2.3Questionnaire testing

The LFS ad hoc module 2014 was pretested in Statistics Finland’s cognitive laboratory in autumn 2013. The ad hoc module includes questions on obstacles met in the labour market, education and migration history, which were tested using cognitive interviewing (N=21). Also, a few questions on respondent’s physical health, use of health services and cultural identitywere chosen from the UTH-study for pretesting with cognitive interviews. In addition to cognitive interviewing, researchers conducted 6 pilot interviews to test the entire questionnaire of the UTH-study (length, “flow”, spontaneous reactions to the questions).Also, 21 interviews were carried out to test different language versions, phone-/ video translation and ad hoc translation by a family member.

The test persons were recruited from several multicultural organizations and through the contacts of interviewers.
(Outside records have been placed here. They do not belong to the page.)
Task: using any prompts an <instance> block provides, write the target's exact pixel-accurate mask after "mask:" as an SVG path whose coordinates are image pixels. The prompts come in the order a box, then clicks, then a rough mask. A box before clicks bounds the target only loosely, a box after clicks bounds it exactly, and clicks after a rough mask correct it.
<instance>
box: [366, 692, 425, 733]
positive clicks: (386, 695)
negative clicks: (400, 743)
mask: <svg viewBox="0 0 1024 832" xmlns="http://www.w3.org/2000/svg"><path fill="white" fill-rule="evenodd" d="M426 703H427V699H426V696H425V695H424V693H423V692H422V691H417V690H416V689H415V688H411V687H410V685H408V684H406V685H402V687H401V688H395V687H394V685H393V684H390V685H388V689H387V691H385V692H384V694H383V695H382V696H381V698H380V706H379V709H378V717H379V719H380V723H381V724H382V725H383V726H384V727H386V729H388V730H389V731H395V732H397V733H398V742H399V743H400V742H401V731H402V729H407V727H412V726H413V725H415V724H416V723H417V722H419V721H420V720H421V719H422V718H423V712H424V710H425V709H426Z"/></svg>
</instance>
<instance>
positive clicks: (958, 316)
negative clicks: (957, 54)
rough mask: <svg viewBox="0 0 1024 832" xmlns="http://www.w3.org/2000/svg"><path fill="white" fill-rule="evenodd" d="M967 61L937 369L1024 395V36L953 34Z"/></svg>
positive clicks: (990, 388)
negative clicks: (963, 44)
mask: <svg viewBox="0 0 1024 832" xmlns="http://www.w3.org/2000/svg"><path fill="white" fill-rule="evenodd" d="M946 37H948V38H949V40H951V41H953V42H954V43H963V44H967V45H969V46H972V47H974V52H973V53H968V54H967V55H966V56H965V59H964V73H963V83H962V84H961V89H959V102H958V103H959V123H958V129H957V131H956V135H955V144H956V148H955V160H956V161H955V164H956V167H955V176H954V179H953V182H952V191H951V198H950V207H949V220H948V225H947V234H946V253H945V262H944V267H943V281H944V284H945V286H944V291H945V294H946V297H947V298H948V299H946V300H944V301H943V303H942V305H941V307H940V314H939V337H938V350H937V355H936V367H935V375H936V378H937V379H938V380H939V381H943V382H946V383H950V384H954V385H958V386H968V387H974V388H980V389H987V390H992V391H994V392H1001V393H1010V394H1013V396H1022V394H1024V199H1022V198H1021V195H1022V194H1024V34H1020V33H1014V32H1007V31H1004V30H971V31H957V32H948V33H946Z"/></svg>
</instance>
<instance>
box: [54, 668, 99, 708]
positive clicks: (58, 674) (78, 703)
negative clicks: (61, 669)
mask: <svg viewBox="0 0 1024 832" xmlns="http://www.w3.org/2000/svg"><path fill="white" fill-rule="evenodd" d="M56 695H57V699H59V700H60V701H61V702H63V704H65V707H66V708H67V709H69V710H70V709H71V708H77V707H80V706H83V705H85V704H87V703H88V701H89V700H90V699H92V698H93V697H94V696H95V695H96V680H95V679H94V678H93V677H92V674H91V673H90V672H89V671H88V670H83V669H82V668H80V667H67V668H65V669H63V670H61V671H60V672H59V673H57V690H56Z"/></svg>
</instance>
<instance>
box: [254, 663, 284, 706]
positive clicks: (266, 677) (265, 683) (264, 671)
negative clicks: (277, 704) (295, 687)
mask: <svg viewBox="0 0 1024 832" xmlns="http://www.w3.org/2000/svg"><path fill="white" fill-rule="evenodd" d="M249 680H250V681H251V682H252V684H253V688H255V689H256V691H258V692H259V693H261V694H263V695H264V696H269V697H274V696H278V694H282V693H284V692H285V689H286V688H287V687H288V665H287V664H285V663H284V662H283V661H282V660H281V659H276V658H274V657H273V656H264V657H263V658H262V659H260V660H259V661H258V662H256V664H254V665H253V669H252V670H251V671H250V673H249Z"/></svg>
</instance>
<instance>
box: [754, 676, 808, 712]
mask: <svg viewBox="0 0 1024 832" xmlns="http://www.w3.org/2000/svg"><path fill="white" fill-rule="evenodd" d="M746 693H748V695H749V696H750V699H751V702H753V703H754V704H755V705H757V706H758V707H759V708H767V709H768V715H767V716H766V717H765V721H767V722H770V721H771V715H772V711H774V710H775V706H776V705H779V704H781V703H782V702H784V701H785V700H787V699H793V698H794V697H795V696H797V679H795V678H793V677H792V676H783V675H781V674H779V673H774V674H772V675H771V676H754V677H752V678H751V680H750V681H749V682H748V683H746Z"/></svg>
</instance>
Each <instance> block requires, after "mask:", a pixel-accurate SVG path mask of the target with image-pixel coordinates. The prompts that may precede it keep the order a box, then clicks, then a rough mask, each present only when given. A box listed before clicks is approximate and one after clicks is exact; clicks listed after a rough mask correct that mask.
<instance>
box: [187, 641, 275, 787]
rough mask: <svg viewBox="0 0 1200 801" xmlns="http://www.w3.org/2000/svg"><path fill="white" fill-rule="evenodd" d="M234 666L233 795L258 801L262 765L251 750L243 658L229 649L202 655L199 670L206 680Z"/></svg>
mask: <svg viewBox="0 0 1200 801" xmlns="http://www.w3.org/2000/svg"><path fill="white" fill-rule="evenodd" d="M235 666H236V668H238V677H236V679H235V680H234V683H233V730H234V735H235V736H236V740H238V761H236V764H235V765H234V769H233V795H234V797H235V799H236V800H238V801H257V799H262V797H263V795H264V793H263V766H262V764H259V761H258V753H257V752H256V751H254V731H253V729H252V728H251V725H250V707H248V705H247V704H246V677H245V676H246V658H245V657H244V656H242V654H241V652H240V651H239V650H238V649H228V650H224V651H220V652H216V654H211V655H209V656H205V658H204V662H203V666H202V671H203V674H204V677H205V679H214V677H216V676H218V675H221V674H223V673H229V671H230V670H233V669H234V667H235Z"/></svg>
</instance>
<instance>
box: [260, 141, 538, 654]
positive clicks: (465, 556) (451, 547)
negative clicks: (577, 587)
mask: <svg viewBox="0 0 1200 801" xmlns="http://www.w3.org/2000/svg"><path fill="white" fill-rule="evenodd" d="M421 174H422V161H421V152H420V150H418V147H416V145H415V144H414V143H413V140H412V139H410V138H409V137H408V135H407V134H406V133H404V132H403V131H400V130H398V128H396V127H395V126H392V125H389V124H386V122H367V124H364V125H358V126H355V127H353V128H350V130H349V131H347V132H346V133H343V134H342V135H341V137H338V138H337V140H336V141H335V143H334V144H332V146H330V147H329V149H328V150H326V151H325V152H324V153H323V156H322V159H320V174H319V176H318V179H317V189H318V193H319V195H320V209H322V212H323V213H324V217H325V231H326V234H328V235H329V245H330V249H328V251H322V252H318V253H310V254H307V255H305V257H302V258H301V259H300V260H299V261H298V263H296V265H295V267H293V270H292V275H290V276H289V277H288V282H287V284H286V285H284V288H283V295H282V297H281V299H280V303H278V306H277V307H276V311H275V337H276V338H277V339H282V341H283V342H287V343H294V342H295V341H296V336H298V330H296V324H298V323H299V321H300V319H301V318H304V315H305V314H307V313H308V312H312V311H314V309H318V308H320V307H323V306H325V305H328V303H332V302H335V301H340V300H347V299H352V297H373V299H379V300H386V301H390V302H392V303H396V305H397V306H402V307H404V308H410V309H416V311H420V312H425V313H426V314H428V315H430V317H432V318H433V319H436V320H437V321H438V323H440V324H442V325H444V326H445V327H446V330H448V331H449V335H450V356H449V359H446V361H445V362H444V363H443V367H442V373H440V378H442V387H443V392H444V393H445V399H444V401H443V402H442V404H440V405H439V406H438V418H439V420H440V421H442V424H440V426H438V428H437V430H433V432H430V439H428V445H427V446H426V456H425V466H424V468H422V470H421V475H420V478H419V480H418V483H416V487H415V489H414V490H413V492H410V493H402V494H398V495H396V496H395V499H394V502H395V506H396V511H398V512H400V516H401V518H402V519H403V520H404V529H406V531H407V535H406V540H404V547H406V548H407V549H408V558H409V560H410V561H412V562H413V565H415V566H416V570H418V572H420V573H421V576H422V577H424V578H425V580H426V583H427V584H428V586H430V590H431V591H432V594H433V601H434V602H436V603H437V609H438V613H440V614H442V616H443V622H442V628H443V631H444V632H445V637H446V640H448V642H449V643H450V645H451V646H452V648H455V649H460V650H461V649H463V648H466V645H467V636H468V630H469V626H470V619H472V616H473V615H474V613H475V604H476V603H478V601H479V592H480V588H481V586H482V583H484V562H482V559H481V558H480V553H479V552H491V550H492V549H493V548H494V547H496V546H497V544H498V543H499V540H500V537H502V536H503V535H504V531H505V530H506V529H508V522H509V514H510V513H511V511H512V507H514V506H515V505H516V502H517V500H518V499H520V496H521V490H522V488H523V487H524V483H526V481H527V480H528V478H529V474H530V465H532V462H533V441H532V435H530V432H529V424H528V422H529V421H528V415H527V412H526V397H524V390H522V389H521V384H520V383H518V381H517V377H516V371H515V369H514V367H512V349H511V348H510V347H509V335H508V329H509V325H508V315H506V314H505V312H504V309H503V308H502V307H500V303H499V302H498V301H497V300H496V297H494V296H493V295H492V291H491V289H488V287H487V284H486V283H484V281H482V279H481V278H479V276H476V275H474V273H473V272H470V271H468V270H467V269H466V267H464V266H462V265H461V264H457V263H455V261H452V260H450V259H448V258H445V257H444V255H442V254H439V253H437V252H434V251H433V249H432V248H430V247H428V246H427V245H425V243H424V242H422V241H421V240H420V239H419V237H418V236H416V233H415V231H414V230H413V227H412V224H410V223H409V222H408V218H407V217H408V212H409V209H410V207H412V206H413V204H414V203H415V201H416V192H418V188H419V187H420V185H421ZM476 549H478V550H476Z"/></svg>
They were all foreign born but had otherwise very diverse backgrounds. In the cognitive interviews the interviewee was encouraged to think aloud while answering a question. Also, specific probes were asked by the interviewer after each tested question (e.g. ”In your own words, how did you understand this question?”) The primary interest in this qualitative pretesting was how do respondents of foreign origin understand and interpret the questions and specific concepts in the questionnaire.

The most significant problems with questionnaire design were related to language. The participants’ skills in the Finnish language varied from basic to fluent, but on average, there were severe problems with language comprehension and respondents did not understand the survey questions as intended. These problems were partly explained by the use of formal language and complex sentence structures. Also statement structure combined with a Likert scale (e.g. “I feel myself Finnish.” “Strongly disagree / Disagree / Neither agree nor disagree / Agree / Strongly agree”) confused many respondents and they were not sure whether the interviewer was talking about herself and what it meant to disagree with this statement. Due to the problems in comprehension, the interviewer often had to repeat questions and explain concepts, which in some cases lead to deviation from the interviewing standards and increased the length of the interview.

We responded to the comprehension problems by investing in translating the questionnaire into as many languages as possible. In addition, we drafted “easy Finnish” versions of some of the most problematic items. Because most questions were derived from standard social surveys,replacing the original wording was not possible in order to retain comparability to the general population sample. However, we decided that additional “easy Finnish” versions would increase the quality as they would reduce the need for ad hoc explaining of the questions.

The structured interview technique expects short answers like “Yes” or “No”to the questions asked from respondents. This sort of interaction was not natural to some of the respondents who wished to answer in a more thorough manner, resulting in lengthened interview time. Due to comprehension problems and differences in interaction style, the length of the UTH-interview was recorded as too long and the content was reduced by 40 %.